Ezbere bildiğim evin yolunda sona yaklaşırken açık olan herhangi bir penceresinden içeriye doğru kanatlarımın eşliğinde süzüldüm. Doğruca salona doğru ilerlerken etrafa göz atmayı ise es geçmemiştim. Cas'i arayan gözlerim onu bulmanın verdiği sevinçle ötmeye başlamıştı.

Yapılı olan vücuduyla kendini koltuğa bırakmıştı ve gözleri kapalıydı. Günün yorgunluğu ona ağır gelmiş olmalıydı. Ötmeyi bırakıp kanatlarımı hafifçe eğerek Cas'in omzuna doğru iniş yapıp küçük bedenimi ona emanet ettim. Yüzüne doğru dönen bakışlarım ilk önce bana oyun oynuyor sandım ama bunun tamamen gerçek olduğunu çok sonra anladım. Aundre'nin darbeleriyle yüzünde oluşan koyu renkler an itibariyle tamamen silinmiş âdeta hiç yaşanmamış gibi capcanlı bir şekilde karşımda duruyordu. Şaşkınlığım beni tamamıyla bozguna uğratırken böyle bir şeyin gerçekten var olabileceğini merak etmeye başlamıştım. İnsanların yaraları bu kadar çabuk iyileşebiliyor muydu?

Cas hareketlenmeye başladığında ayaklarım sendelemiş ve uzun tırnaklarım tenine batmıştı. Öyle sanıyorum ki bu Cas'in kendine gelmesini sağlamıştı. Cas'in vücudu uyanmanın etkisiyle gerilmeye başlamışken üzerindeki gömleği de onunla birlikte gerilmiş kaslı göğsünü açığa çıkarmıştı. Olduğu yerde doğrulmaya çalışırken tüylerim sakallarıyla birleşmiş ve varlığımın farkına varmasına sebep olmuştu. "Blue," derken sesi homurtu hâlinde çıkmıştı. "Senin de gittiğini sandım küçük şey." Avuçları içerisine alan bedenimle tüylerimi okşamaya başladı. Bu hareketiyle kendimi ona emanet ederken ondan gittiğim için gerçekten üzülmüş olabileceği gerçeğiyle çelişkiye düşmüştüm.

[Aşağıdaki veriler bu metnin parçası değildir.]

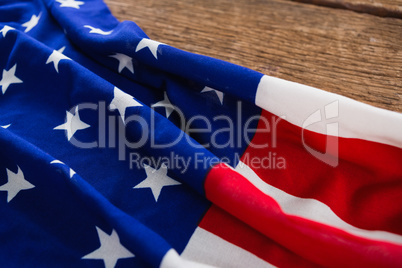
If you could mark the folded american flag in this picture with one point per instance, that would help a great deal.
(121, 151)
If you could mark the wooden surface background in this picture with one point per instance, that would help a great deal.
(350, 47)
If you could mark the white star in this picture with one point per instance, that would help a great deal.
(16, 183)
(218, 93)
(72, 124)
(124, 62)
(70, 3)
(169, 107)
(110, 250)
(32, 22)
(121, 101)
(150, 44)
(72, 172)
(56, 57)
(5, 30)
(9, 78)
(156, 180)
(97, 30)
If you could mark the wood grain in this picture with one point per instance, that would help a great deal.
(352, 54)
(382, 8)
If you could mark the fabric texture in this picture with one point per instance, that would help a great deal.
(121, 151)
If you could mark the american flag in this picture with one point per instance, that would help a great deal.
(121, 151)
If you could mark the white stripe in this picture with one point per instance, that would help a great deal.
(173, 260)
(308, 107)
(208, 248)
(312, 209)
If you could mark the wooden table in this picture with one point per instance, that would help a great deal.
(350, 47)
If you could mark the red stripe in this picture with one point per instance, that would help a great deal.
(231, 229)
(319, 243)
(362, 190)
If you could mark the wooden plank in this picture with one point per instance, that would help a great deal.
(352, 54)
(382, 8)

Aundre'nin söyledikleri aklıma bir bir hücum ederken belki de yalan söyleyenin Cas değil Aundre olabileceğine inandırdım kendimi. Ne de olsa aklımı karıştırmak için her şeyi yapacağını söyleyen kişi oydu. Cas, "Susamış ve açıkmış olmalısın," derken oturduğu koltuktan hızla kalkıp devam etti. "Kafesine koyayım seni." Kafesime vardığı an açık olan kapısıyla parmaklarını gevşetip beni kafesin içerisine bıraktı. Tam o anda çalan telefonun sesi evin içerisinde yankılanmaya başlarken Cas hızla kafesin kapağını kapatıp kafesin mandal mekanizmasını kaldırdı. Çalışma masasına doğru ilerlerken yeniden bu daracık kafese kapatıldığım için hoşnutsuzluğumu dile getirmek istedim. Ama ne yazık ki bunun mümkün olamayacağını kavradığım an bundan vazgeçtim. Cas masanın üzerinde duran telefonu eline alıp hızla arayan kişiyi yanıtladı.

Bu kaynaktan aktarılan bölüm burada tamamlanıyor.